Cumhuriyet yönetici ve yazarlarının tutuklanmasına neden olan
iddiaları gördünüz mü? Tutuklama kararının üzerine inşa edildiği
soruları gördünüz mü?
Dava şayet arkasında “FETÖ” sanığı bir savcının olmasıyla
çökmediyse bile bu sorularla çökmeyi bırakalım un ufak olmuş
halde.
Adalet Bakanı, soruşturmanın bizzat kendisi “FETÖ” üyesi
olmaktan ağırlatılmış müebbetle yargılanan bir savcı tarafından
yürütülmesini “talihsizlik” diye değerlendirdi. Meselenin
kamuoyunda duyulmasıyla beraber derhal sanık savcının yanına sanık
olmayan savcılar konuşlandırıldı.
Bu büyük siyasi ve hukuki rezaleti örtmek için yapılan bu son
dakika hamlesi belli ki işe yaramamış. “FETÖ” sanığı
savcının yardımına koşturuveren yeni savcılar da kayda değer bir
sav bulamamışlar.
Efendim, Ahmet İnsel,
Aydın Engin’e bir internet sitesinin
masrafları için 250 lira mı göndermiş. Sorguda bu PKK bağlantılı
Ahmet Faik İnsel’in Aydın Engin’e 250.000 lira yollamasına
dönüşmüş. İddiada tek doğru husus İnsel’in göbek adının Faik
olması. Bu sayede savcılarımız ceza hukukunun amacı olan maddi
gerçeğe ulaşma konusunda müthiş bir başarı elde etmişler. Hepimiz
İnsel’in göbek adını öğrenmiş olduk. Tebrikler.
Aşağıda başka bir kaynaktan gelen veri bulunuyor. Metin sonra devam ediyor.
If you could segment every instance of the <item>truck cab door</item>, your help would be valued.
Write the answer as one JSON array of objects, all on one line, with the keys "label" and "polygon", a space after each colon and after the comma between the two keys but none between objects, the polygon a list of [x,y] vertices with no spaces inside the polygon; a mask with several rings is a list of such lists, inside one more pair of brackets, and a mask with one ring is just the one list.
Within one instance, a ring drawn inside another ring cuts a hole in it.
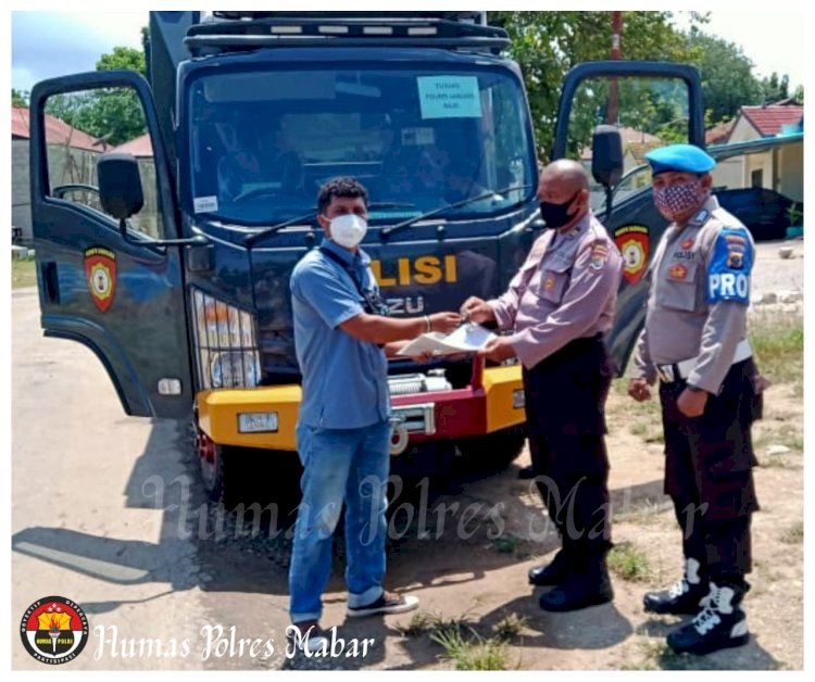
[{"label": "truck cab door", "polygon": [[618,130],[623,152],[622,179],[610,192],[598,177],[591,182],[591,207],[624,262],[617,315],[607,340],[622,372],[644,324],[644,275],[667,227],[653,205],[651,169],[644,154],[677,142],[704,149],[699,72],[669,62],[607,61],[576,66],[563,85],[551,157],[580,161],[591,181],[597,152],[592,136],[598,126]]},{"label": "truck cab door", "polygon": [[[139,157],[143,191],[126,235],[101,207],[96,168],[123,142],[117,151]],[[46,336],[93,351],[135,416],[184,417],[192,406],[184,247],[161,244],[180,237],[166,160],[150,87],[139,74],[95,72],[34,88],[30,189],[41,325]]]}]

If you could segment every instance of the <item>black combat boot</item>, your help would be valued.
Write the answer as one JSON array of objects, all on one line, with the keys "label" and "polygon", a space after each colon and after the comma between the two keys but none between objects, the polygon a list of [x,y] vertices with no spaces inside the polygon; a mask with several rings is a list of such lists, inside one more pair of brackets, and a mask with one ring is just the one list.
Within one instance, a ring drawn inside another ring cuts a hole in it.
[{"label": "black combat boot", "polygon": [[566,547],[554,555],[551,564],[542,564],[529,569],[529,582],[534,585],[559,585],[565,582],[570,570],[570,560]]},{"label": "black combat boot", "polygon": [[566,580],[553,588],[539,599],[546,611],[574,611],[587,606],[605,604],[614,598],[605,555],[602,551],[580,552],[569,557],[569,570]]},{"label": "black combat boot", "polygon": [[700,576],[697,559],[685,560],[685,576],[674,585],[659,592],[647,592],[642,599],[652,614],[698,614],[699,603],[707,595],[707,581]]},{"label": "black combat boot", "polygon": [[738,604],[747,586],[716,585],[702,599],[702,610],[687,626],[668,634],[668,646],[677,654],[710,654],[742,646],[750,639],[747,615]]}]

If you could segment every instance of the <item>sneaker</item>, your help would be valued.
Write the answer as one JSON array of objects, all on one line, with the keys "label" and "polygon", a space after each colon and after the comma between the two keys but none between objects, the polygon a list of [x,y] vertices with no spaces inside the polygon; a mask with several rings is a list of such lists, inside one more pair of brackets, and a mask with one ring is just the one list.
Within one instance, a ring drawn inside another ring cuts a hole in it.
[{"label": "sneaker", "polygon": [[735,591],[711,583],[710,594],[702,601],[702,610],[687,626],[667,636],[676,654],[711,654],[748,643],[750,632],[747,615],[734,605]]},{"label": "sneaker", "polygon": [[349,606],[348,615],[351,618],[360,616],[377,616],[379,614],[404,614],[418,608],[418,597],[410,594],[394,594],[383,592],[381,596],[365,606]]},{"label": "sneaker", "polygon": [[323,651],[328,645],[328,637],[316,620],[291,623],[286,636],[293,642],[298,651],[306,655]]},{"label": "sneaker", "polygon": [[667,590],[647,592],[642,599],[645,611],[651,614],[698,614],[700,603],[707,595],[707,585],[699,574],[700,564],[689,558],[685,563],[685,576]]}]

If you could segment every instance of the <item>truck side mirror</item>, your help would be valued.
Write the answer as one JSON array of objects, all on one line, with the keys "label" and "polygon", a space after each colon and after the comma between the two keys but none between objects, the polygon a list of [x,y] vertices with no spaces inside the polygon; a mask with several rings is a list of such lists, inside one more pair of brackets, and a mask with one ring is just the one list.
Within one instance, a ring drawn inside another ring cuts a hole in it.
[{"label": "truck side mirror", "polygon": [[623,178],[623,138],[614,126],[598,126],[591,138],[591,175],[605,188]]},{"label": "truck side mirror", "polygon": [[123,223],[141,211],[145,194],[139,164],[133,154],[102,154],[97,162],[97,177],[99,200],[106,213]]}]

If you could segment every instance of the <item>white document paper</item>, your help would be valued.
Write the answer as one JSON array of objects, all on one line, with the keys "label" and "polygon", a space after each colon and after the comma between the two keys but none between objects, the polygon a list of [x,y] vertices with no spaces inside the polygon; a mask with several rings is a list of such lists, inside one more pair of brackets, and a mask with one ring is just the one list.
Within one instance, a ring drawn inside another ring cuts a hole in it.
[{"label": "white document paper", "polygon": [[462,325],[449,334],[439,331],[423,333],[399,351],[399,355],[416,357],[428,351],[434,355],[476,353],[482,350],[494,337],[496,334],[489,329],[479,325],[467,324]]}]

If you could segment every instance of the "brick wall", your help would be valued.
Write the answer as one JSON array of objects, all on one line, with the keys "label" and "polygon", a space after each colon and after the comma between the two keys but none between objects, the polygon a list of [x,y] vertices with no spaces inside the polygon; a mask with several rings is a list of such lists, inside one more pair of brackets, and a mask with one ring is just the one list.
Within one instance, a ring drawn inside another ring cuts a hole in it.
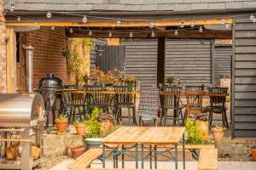
[{"label": "brick wall", "polygon": [[65,45],[65,30],[41,26],[40,30],[26,33],[26,44],[32,45],[34,50],[34,88],[46,74],[54,73],[55,76],[67,82],[66,60],[62,55]]},{"label": "brick wall", "polygon": [[3,1],[0,1],[0,93],[6,92],[6,42],[5,42],[5,19],[3,14]]}]

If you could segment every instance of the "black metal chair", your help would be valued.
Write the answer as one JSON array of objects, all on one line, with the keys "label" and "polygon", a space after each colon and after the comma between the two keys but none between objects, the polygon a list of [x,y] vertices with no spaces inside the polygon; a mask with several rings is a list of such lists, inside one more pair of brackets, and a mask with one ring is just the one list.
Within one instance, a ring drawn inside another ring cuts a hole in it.
[{"label": "black metal chair", "polygon": [[[181,87],[162,87],[162,92],[164,93],[164,102],[162,105],[164,126],[166,126],[166,119],[173,120],[173,126],[179,126],[180,120],[183,122],[183,105],[180,102],[181,91]],[[173,116],[168,116],[169,110],[173,110]]]},{"label": "black metal chair", "polygon": [[209,114],[209,126],[212,125],[213,113],[222,115],[223,126],[229,128],[227,119],[227,108],[225,106],[228,88],[209,88],[209,96],[211,105]]},{"label": "black metal chair", "polygon": [[[122,118],[129,118],[129,125],[131,124],[131,118],[132,117],[133,124],[137,125],[136,121],[136,94],[131,94],[135,91],[133,86],[113,86],[115,91],[115,108],[116,108],[116,120],[119,122]],[[128,109],[128,117],[122,116],[122,108]],[[131,110],[132,110],[132,116],[131,116]]]}]

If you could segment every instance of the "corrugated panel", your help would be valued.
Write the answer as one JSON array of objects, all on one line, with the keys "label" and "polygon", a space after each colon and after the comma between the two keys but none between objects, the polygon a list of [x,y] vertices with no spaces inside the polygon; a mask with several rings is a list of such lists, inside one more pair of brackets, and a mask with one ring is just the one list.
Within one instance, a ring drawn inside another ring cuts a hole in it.
[{"label": "corrugated panel", "polygon": [[236,19],[233,30],[233,137],[256,136],[256,25]]},{"label": "corrugated panel", "polygon": [[219,84],[219,78],[222,76],[231,77],[231,58],[232,47],[215,47],[214,61],[215,61],[215,84]]},{"label": "corrugated panel", "polygon": [[211,40],[166,42],[166,77],[174,76],[183,85],[211,83]]},{"label": "corrugated panel", "polygon": [[157,81],[157,41],[143,39],[122,42],[125,46],[126,76],[135,76],[143,86],[152,86]]}]

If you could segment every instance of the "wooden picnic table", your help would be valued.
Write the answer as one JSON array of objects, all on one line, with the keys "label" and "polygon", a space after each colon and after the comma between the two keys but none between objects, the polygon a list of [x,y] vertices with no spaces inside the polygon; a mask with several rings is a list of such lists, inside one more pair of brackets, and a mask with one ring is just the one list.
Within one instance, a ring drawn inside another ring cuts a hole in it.
[{"label": "wooden picnic table", "polygon": [[[151,153],[150,157],[150,167],[152,167],[152,157],[158,155],[164,156],[165,153],[169,153],[171,150],[174,150],[173,157],[166,156],[174,160],[175,167],[177,168],[177,144],[183,139],[183,167],[185,156],[184,156],[184,127],[122,127],[112,133],[108,136],[105,137],[102,140],[103,145],[103,167],[105,167],[105,158],[106,158],[106,149],[113,150],[113,153],[122,153],[122,158],[124,158],[125,152],[127,150],[127,145],[129,149],[136,149],[136,167],[138,166],[138,145],[142,147],[142,168],[143,168],[144,161],[144,150],[149,150]],[[120,146],[122,145],[121,150],[119,150],[119,147],[113,147],[113,145]],[[165,146],[165,150],[157,150],[157,146]],[[154,153],[152,155],[152,153]],[[148,156],[146,156],[148,157]],[[117,166],[117,157],[113,159],[114,167]],[[154,159],[155,168],[157,166],[157,159]],[[122,166],[124,167],[124,160],[122,160]]]}]

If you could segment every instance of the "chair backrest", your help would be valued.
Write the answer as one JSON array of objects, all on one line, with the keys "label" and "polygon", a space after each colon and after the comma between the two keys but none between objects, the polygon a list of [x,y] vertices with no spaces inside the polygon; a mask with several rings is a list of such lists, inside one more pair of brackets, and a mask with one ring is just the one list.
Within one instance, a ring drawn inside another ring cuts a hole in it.
[{"label": "chair backrest", "polygon": [[181,87],[163,86],[164,93],[164,107],[177,107],[180,104]]},{"label": "chair backrest", "polygon": [[[87,100],[93,105],[108,105],[109,94],[103,93],[106,88],[98,85],[83,86],[83,89],[89,91],[86,95]],[[90,92],[91,91],[91,92]]]},{"label": "chair backrest", "polygon": [[135,104],[136,95],[129,94],[135,91],[134,86],[113,86],[118,104]]},{"label": "chair backrest", "polygon": [[203,90],[185,90],[187,99],[187,109],[202,108],[202,98],[205,94]]},{"label": "chair backrest", "polygon": [[209,88],[211,106],[224,106],[228,88]]}]

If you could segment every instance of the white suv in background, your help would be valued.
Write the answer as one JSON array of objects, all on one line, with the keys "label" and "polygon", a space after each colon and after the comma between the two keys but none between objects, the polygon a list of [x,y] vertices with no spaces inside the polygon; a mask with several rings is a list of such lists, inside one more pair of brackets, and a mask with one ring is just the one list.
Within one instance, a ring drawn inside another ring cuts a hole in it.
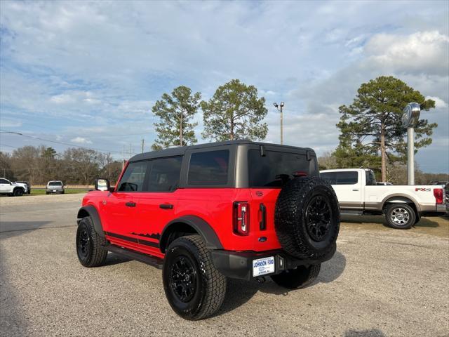
[{"label": "white suv in background", "polygon": [[13,183],[6,178],[0,178],[0,194],[20,197],[27,192],[27,184]]},{"label": "white suv in background", "polygon": [[45,194],[51,194],[52,193],[64,194],[64,184],[61,180],[51,180],[47,183]]}]

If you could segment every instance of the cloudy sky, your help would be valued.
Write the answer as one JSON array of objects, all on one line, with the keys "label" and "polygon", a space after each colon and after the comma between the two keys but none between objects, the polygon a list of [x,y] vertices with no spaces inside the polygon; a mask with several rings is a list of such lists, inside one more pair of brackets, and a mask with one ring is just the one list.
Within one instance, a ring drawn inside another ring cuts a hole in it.
[{"label": "cloudy sky", "polygon": [[[208,99],[240,79],[267,99],[267,141],[319,154],[337,145],[337,107],[394,75],[436,102],[417,155],[449,172],[449,1],[0,1],[2,130],[110,151],[154,139],[151,112],[179,85]],[[202,129],[201,116],[197,135]],[[0,150],[44,144],[1,133]]]}]

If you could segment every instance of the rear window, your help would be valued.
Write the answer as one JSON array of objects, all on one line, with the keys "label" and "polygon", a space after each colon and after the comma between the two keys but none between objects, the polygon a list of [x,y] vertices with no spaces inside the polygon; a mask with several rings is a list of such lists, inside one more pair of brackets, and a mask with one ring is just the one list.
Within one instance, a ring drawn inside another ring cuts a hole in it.
[{"label": "rear window", "polygon": [[356,171],[348,172],[323,172],[320,177],[331,185],[354,185],[358,181],[358,173]]},{"label": "rear window", "polygon": [[227,185],[229,164],[229,150],[192,153],[187,185]]},{"label": "rear window", "polygon": [[53,186],[62,186],[62,183],[61,183],[60,181],[51,181],[50,183],[48,183],[48,185],[51,185]]},{"label": "rear window", "polygon": [[316,175],[314,157],[307,161],[305,154],[265,151],[264,157],[257,150],[248,151],[250,187],[281,187],[298,171]]},{"label": "rear window", "polygon": [[149,173],[149,192],[172,192],[177,188],[182,157],[163,158],[153,161]]}]

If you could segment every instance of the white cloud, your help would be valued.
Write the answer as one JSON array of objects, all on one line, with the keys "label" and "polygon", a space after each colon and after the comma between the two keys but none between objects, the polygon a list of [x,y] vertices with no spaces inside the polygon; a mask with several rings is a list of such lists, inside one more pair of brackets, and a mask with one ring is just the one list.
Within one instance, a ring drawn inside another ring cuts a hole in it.
[{"label": "white cloud", "polygon": [[449,37],[437,31],[377,34],[364,52],[366,63],[396,72],[447,74],[449,70]]},{"label": "white cloud", "polygon": [[436,96],[426,96],[426,100],[432,100],[435,101],[435,107],[436,109],[444,109],[448,107],[448,103],[443,100]]},{"label": "white cloud", "polygon": [[76,144],[92,144],[92,142],[87,138],[84,138],[83,137],[76,137],[73,139],[70,140],[72,143],[76,143]]},{"label": "white cloud", "polygon": [[[447,1],[4,1],[2,117],[34,119],[49,126],[41,132],[100,148],[137,147],[143,136],[108,130],[143,130],[149,143],[163,93],[184,84],[208,99],[239,78],[267,100],[268,140],[279,139],[272,103],[284,100],[286,143],[332,150],[337,107],[375,77],[449,102],[448,10]],[[436,138],[449,132],[441,102],[428,114]]]}]

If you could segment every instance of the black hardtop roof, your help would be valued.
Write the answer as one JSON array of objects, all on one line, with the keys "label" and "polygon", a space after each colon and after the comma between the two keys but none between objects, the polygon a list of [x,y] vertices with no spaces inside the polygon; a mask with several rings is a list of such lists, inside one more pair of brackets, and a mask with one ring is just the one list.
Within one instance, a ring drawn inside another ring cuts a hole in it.
[{"label": "black hardtop roof", "polygon": [[135,156],[132,157],[129,161],[138,161],[139,160],[145,160],[145,159],[152,159],[154,158],[160,158],[163,157],[175,157],[175,156],[182,156],[183,155],[186,151],[189,150],[199,150],[199,149],[207,149],[209,147],[215,147],[217,146],[222,145],[240,145],[240,144],[255,144],[257,145],[266,145],[266,146],[276,146],[279,147],[286,147],[290,149],[296,149],[296,150],[304,150],[311,151],[314,153],[314,151],[310,147],[300,147],[297,146],[290,146],[290,145],[281,145],[280,144],[273,144],[271,143],[261,143],[261,142],[253,142],[252,140],[226,140],[224,142],[214,142],[214,143],[207,143],[205,144],[199,144],[198,145],[191,145],[191,146],[180,146],[177,147],[171,147],[170,149],[165,150],[159,150],[157,151],[152,151],[150,152],[144,152],[136,154]]}]

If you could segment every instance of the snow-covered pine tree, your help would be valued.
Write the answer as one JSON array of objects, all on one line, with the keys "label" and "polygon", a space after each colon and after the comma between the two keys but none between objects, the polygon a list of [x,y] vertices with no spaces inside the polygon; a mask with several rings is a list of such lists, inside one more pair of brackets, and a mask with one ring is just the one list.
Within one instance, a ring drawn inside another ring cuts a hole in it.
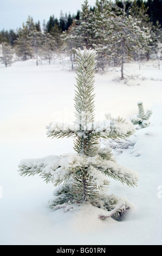
[{"label": "snow-covered pine tree", "polygon": [[122,1],[124,8],[113,5],[115,16],[111,16],[109,26],[109,50],[112,54],[118,56],[120,60],[121,78],[124,78],[124,65],[125,62],[131,58],[136,50],[146,47],[150,35],[146,28],[139,26],[140,21],[128,15],[125,9],[125,0]]},{"label": "snow-covered pine tree", "polygon": [[108,64],[109,48],[111,3],[107,0],[96,0],[93,20],[93,47],[98,52],[96,69],[104,72]]},{"label": "snow-covered pine tree", "polygon": [[12,47],[5,42],[2,44],[2,54],[1,62],[7,67],[12,63],[13,50]]},{"label": "snow-covered pine tree", "polygon": [[76,51],[77,63],[73,125],[53,122],[47,127],[52,138],[73,137],[74,154],[24,160],[20,163],[21,175],[40,174],[48,183],[58,188],[54,191],[54,209],[82,204],[107,209],[107,216],[123,213],[129,208],[126,199],[107,194],[108,178],[130,186],[137,185],[138,173],[116,162],[109,148],[100,148],[100,138],[126,138],[134,132],[134,125],[122,118],[97,122],[94,115],[94,72],[96,52]]},{"label": "snow-covered pine tree", "polygon": [[26,60],[33,53],[28,27],[23,23],[22,28],[18,32],[18,38],[15,41],[16,52],[17,56]]},{"label": "snow-covered pine tree", "polygon": [[78,25],[75,28],[76,35],[78,38],[80,46],[83,45],[89,48],[93,44],[93,35],[92,23],[93,15],[89,9],[88,0],[85,0],[82,4],[82,11],[80,13]]},{"label": "snow-covered pine tree", "polygon": [[49,64],[53,59],[54,50],[56,48],[56,43],[54,38],[49,33],[43,35],[41,46],[42,56],[44,59],[48,59]]},{"label": "snow-covered pine tree", "polygon": [[148,121],[149,118],[152,114],[151,110],[147,110],[146,113],[145,113],[143,103],[142,101],[138,102],[138,106],[139,109],[139,113],[137,117],[135,118],[131,118],[131,122],[135,125],[138,125],[140,128],[145,128],[149,126],[150,122]]}]

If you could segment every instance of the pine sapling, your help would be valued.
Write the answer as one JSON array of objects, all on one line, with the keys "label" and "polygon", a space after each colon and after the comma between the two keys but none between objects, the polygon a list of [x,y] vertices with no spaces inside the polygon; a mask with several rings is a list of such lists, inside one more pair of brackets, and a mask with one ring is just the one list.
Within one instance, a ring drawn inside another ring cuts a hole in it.
[{"label": "pine sapling", "polygon": [[146,113],[145,113],[143,103],[139,101],[138,103],[139,109],[139,113],[137,114],[137,117],[135,118],[131,118],[131,121],[134,125],[138,125],[140,128],[145,128],[149,126],[150,122],[148,121],[149,118],[152,114],[151,110],[147,110]]},{"label": "pine sapling", "polygon": [[53,122],[47,128],[52,138],[74,138],[74,154],[24,160],[20,163],[21,175],[39,174],[55,188],[50,207],[68,210],[83,204],[107,211],[107,216],[124,213],[129,206],[126,198],[107,194],[109,178],[129,186],[137,186],[138,173],[118,165],[109,147],[101,148],[100,139],[125,138],[135,131],[134,125],[121,118],[95,121],[94,76],[96,52],[76,50],[76,72],[74,124]]}]

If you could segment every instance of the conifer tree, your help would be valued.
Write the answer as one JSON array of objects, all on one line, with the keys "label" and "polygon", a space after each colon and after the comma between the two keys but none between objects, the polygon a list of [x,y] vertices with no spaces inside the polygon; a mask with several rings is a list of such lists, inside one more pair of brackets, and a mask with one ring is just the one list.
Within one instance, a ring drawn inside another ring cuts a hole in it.
[{"label": "conifer tree", "polygon": [[145,113],[142,101],[138,102],[138,106],[139,113],[137,115],[137,117],[131,118],[131,121],[134,125],[138,125],[140,128],[145,128],[149,126],[150,122],[148,121],[148,119],[152,114],[152,111],[147,110],[147,112]]},{"label": "conifer tree", "polygon": [[49,64],[50,64],[53,57],[54,51],[56,47],[55,41],[52,35],[47,33],[42,38],[42,55],[44,59],[48,60]]},{"label": "conifer tree", "polygon": [[122,3],[124,8],[113,5],[115,17],[110,19],[108,35],[111,55],[117,55],[120,59],[121,79],[124,78],[125,62],[131,59],[135,50],[146,47],[150,40],[149,31],[144,27],[140,28],[140,21],[127,15],[124,0]]},{"label": "conifer tree", "polygon": [[7,42],[3,42],[2,44],[2,57],[1,57],[2,63],[7,67],[12,63],[12,58],[13,50],[11,46]]},{"label": "conifer tree", "polygon": [[16,52],[23,60],[31,58],[33,53],[30,39],[28,28],[23,23],[22,28],[20,29],[18,37],[16,40]]},{"label": "conifer tree", "polygon": [[93,22],[93,47],[98,52],[96,68],[105,71],[108,64],[108,49],[110,44],[109,21],[111,3],[107,0],[96,0]]},{"label": "conifer tree", "polygon": [[109,148],[100,148],[100,138],[126,138],[134,128],[131,122],[122,118],[95,121],[94,71],[96,53],[85,47],[76,50],[77,71],[74,97],[75,120],[73,125],[53,122],[47,127],[47,135],[52,138],[72,137],[75,154],[24,160],[20,163],[21,175],[40,174],[46,182],[55,186],[54,209],[74,207],[82,204],[107,210],[110,217],[123,213],[129,206],[127,199],[107,193],[108,178],[130,186],[137,185],[136,172],[116,162]]}]

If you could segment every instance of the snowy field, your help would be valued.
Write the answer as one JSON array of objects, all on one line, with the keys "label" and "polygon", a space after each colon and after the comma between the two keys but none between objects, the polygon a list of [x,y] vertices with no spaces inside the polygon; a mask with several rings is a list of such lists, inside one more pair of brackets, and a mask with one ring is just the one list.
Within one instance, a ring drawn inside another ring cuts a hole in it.
[{"label": "snowy field", "polygon": [[153,114],[151,125],[131,136],[134,147],[114,151],[119,164],[140,177],[135,188],[111,180],[109,194],[126,197],[134,206],[118,222],[99,220],[100,210],[89,206],[51,210],[52,184],[17,172],[22,159],[73,152],[71,138],[48,138],[46,129],[53,121],[73,120],[75,74],[66,59],[0,65],[1,245],[162,245],[162,66],[153,60],[140,70],[135,63],[125,69],[129,78],[122,82],[119,68],[96,74],[96,120],[107,112],[129,119],[140,101]]}]

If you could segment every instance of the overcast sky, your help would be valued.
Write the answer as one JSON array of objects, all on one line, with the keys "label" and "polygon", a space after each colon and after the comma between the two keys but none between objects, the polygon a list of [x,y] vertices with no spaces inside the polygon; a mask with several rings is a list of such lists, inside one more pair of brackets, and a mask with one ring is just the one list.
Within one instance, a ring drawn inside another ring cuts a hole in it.
[{"label": "overcast sky", "polygon": [[[90,6],[95,2],[88,0]],[[39,20],[42,25],[43,20],[48,21],[50,15],[59,19],[61,10],[64,14],[76,14],[83,3],[84,0],[0,0],[0,31],[21,27],[29,15],[35,22]]]}]

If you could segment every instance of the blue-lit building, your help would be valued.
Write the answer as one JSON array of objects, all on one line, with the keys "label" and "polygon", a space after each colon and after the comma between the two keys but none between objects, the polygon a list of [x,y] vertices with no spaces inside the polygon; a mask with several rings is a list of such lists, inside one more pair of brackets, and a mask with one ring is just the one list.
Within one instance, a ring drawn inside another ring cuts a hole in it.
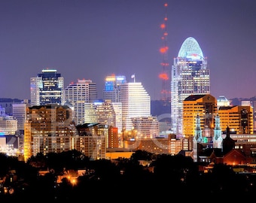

Başka? Cemaatçi olduğu ileri sürülen bir yatak firması Cumhuriyet’e
7 ilan vermiş. Aynı firma Sabah gazetesine 83 ilan vermiş ama ne
gam. Parmağını ıslata ıslata toplam 7 adet yatak reklamı sayan bir
hukuk aklı bu gazetenin yazarlarını Silivri’ye gönderdi.